Rome was among the first cities in Europe to build suburban hamlets. Designed and built in the 1920’s, they grew uncontrolled in the post-war period on agricultural land, without respecting master plans. It is no coincidence that Pasolini defined the Roman periphery as “the crown of thorns that surrounds the city of God”. From the 1950’s onwards, urban planning policies dealt with social housing, trying to cope with massive unemployment and built new housing for the huts that lived on the edges of the city center.
Starting from the second half of the 1970s, when the private construction sector eventually went into crisis and the housing discomfort took on even greater proportions, the municipal administration started a massive investment program to relaunch the construction of social housing.
Badly connected to the heart of the city, but totally dependent on it for commercial functions and services, the suburbs have continued to grow in isolation over the last few decades.
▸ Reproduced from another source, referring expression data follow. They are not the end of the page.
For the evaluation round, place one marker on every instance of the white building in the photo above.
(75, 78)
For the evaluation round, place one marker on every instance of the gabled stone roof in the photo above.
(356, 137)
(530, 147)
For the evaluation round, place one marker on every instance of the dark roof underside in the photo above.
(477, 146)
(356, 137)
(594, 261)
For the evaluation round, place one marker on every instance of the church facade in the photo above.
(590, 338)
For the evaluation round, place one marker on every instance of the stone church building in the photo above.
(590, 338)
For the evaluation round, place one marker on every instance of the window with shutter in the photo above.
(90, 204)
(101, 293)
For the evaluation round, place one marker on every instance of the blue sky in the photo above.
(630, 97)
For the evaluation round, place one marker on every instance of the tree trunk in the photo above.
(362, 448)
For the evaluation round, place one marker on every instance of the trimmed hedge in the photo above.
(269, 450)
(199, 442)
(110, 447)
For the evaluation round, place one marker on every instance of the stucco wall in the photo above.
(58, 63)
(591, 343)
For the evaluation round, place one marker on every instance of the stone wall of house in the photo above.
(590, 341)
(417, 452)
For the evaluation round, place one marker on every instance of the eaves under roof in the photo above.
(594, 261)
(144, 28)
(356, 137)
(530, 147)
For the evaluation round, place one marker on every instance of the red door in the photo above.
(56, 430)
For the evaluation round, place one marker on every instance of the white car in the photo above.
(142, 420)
The city has ultimately grown without control, becoming a place of strong economic and social unease, constituted of marginalization, violence and, often, occupied by the various local mafias. The economic crisis of 2008 has exponentially accentuated those social risks.
Pier Paolo Pasolini in the 1960’s wrote: “Rome would be the most beautiful city in the world if, at the same time, it was not the ugliest city in the world. Naturally beauty and ugliness are linked: the latter makes the former pathetic and human, the former makes one forget the latter.